Step 3: Equate the real and imaginary parts. Using the principle of equality of complex numbers, we equate the real parts and the imaginary parts of the equation separately. This transforms the complex equation into a system of two real equations. Equating the real parts: $x^2 - y^2 = 0 \quad \text{(Equation 1)}$ Equating the imaginary parts: $2xy = x^2 + y^2 \quad \text{(Equation 2)}$

Step 4: Solve the system of real equations. Solve the two equations to find the relationship between $x$ and $y$. From Equation 1: $x^2 = y^2$ This implies $y = x$ or $y = -x$.

• Case 1: $y = x$ Substitute $y = x$ into Equation 2: $2x(x) = x^2 + x^2$ $2x^2 = 2x^2$ This equation holds true for all $x$. Since $z$ is a non-zero complex number, $x$ cannot be zero. Thus, $y = x$ is a valid solution when $x \neq 0$.
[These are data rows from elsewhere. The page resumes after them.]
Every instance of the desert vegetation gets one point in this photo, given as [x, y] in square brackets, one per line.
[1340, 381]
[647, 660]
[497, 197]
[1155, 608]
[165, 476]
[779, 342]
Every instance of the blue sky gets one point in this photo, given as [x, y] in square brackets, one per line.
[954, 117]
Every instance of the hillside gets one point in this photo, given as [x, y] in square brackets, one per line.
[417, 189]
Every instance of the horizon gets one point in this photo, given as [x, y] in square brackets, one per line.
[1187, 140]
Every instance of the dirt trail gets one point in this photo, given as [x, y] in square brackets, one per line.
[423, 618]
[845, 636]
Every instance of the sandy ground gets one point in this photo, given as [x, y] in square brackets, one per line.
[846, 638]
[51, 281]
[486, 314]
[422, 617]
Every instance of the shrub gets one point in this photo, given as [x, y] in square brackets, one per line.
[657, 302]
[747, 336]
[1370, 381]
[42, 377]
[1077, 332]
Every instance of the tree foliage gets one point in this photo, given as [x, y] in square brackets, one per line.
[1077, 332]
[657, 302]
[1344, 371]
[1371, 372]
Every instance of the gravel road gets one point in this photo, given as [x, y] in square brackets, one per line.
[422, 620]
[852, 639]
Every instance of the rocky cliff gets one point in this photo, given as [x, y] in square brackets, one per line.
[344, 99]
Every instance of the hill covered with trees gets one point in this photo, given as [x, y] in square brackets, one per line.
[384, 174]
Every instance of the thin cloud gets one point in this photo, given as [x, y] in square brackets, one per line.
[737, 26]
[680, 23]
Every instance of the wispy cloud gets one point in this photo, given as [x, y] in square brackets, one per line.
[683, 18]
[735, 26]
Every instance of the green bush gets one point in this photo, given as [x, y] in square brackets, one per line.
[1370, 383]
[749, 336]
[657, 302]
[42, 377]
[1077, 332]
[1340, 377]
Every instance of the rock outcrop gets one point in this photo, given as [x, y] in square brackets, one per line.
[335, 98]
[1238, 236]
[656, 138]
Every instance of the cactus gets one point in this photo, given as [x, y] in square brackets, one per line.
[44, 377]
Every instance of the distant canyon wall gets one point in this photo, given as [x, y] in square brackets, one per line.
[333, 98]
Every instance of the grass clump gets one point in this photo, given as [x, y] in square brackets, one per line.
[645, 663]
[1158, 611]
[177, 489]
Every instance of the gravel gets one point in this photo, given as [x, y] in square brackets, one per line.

• Case 2: $y = -x$ Substitute $y = -x$ into Equation 2: $2x(-x) = x^2 + (-x)^2$ $-2x^2 = x^2 + x^2$ $-2x^2 = 2x^2$ $4x^2 = 0$ $x = 0$ If $x = 0$, then $y = -x = 0$. This implies $z = 0$, which contradicts the condition that $z$ is a non-zero complex number. Therefore, this case is invalid.

Step 5: Determine the locus of $z$. The only valid solution is $y = x$ with $x \neq 0$. This represents a straight line passing through the origin with a slope of 1, excluding the origin itself.

Common Mistakes & Tips

• Forgetting the non-zero condition: Always remember to check if your solution satisfies all the given conditions, especially the "non-zero" condition.
• Incorrect algebraic manipulation: Double-check your algebraic manipulations, especially when expanding and simplifying complex expressions.
• Not considering all cases: Make sure to consider all possible cases when solving equations. For example, when $x^2 = y^2$, consider both $y = x$ and $y = -x$.

Summary

By substituting $z = x + iy$ into the given equation $z^2 = i|z|^2$ and equating the real and imaginary parts, we obtained a system of two real equations. Solving this system, we found that the only valid solution for a non-zero complex number $z$ is $y = x$. Therefore, $z$ lies on the line $y = x$.

Final Answer The final answer is \boxed{y = x}, which corresponds to option (C).